Interest rate derivatives and the duty to disclose.
HR 22 May 2026, ECLI:NL:HR:2026:793
The Dutch Supreme Court (Hoge Raad) issued a significant ruling on 22 May 2026 on the question of whether a bank advising on and entering into an interest rate derivative is obliged to share its own interest rate outlook with its counterparty. The judgment clarifies the scope of the duty to disclose in the context of error (dwaling, Section 6:228 of the Dutch Civil Code) and the special duty of care incumbent on professional financial institutions, and sharpens the distinction between the two.
Background
Two hospitality entrepreneurs had banked with Deutsche Bank since the early 1990s and in 2005 entered into two interest rate swaps to hedge the interest rate risk on their substantial roll-over credit facilities. In early 2008 they terminated those swaps — on the bank's advice, as they later claimed — and received a positive market value of just over €900,000. A few months later, in June 2008, they entered into two new swaps with Deutsche Bank, each with a ten-year tenor and fixed rates of 4.89% and 4.92% respectively.
What is crucial is what happened in the intervening weeks. Deutsche Bank's Economic Research department had on 2 June 2008 published an interest rate outlook predicting a declining Euribor — from 4.7% in Q1 2008 to 3.8% by end-2009. That outlook was not shared with the entrepreneurs. On 27 June 2008 they signed the new swaps. What followed is predictable: rates fell sharply, and the swaps proved deeply adverse.
The legal claims
The entrepreneurs sought annulment of the 2008 swap on grounds of error, and in the alternative claimed damages for breach of the bank's duty of care. Both the District Court and the Amsterdam Court of Appeal dismissed the claims. The Court of Appeal held that interest rate outlooks are inherently of "limited value" and that a bank entering into a swap for hedging purposes is not "as a matter of principle" obliged to share its rate outlook. It added that Deutsche Bank had in any event revised its 2 June 2008 view only fourteen days later.
The Supreme Court's analysis
The Supreme Court quashes the Court of Appeal's judgment on several grounds.

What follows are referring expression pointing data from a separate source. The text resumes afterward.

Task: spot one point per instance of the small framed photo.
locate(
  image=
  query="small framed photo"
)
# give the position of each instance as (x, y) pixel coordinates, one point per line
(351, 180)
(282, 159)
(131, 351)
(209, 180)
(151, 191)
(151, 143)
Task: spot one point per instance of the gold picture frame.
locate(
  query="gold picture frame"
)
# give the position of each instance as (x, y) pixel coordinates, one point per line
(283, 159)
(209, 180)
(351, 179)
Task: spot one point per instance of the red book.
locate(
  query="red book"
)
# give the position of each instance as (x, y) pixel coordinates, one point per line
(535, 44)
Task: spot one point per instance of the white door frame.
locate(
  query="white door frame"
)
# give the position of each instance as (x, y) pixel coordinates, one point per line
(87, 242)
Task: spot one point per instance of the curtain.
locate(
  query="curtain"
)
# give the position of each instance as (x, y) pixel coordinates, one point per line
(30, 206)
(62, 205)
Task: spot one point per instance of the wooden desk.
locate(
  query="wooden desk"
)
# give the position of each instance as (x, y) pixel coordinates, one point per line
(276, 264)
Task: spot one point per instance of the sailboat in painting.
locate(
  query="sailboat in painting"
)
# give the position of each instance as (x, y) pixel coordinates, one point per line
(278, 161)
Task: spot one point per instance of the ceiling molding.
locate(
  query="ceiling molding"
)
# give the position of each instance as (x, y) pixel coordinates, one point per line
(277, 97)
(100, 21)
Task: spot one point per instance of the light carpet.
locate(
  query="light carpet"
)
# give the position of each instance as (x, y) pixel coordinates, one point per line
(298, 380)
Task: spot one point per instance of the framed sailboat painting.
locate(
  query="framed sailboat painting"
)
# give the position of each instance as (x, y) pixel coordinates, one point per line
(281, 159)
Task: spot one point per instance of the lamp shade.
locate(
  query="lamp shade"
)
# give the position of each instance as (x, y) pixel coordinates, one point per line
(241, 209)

Error — Section 6:228(1)(a) of the Dutch Civil Code. The Court of Appeal had failed entirely to address a central allegation: that Deutsche Bank had positively represented to the entrepreneurs, prior to entering into the new swap, that interest rates were going to rise and that it was therefore advisable to hedge again. This concerns a claim under art. 6:228(1)(a) DCC — error induced by an incorrect or incomplete statement made by the counterparty itself — which the Supreme Court carefully distinguishes from the spontaneous duty to disclose under art. 6:228(1)(b) of the Dutch Civil Code. Leaving that allegation unaddressed without reasons is, the Court holds, incomprehensible.
Duty to disclose — Section 6:228(1)(b) of the Dutch Civil Code. The Supreme Court confirms the general rule: a bank offering an interest rate derivative is not as such obliged to share its internal rate expectations. The duty to disclose is directed at enabling the counterparty to "obtain timely insight into the essential characteristics and risks" of the product — such as the risk that the derivative may develop a substantial negative value payable upon early termination. A bank's proprietary rate view does not automatically fall within that scope.
That said, the Supreme Court makes clear that the circumstances of a particular case may well give rise to precisely such an obligation. The Court of Appeal had fallen short by dismissing the specific configuration of this case — termination of the 2005 swaps followed, a few months later, by advice to enter into new ones — with the bare observation that rate outlooks are of limited value. That reasoning, the Supreme Court holds, is insufficiently motivated.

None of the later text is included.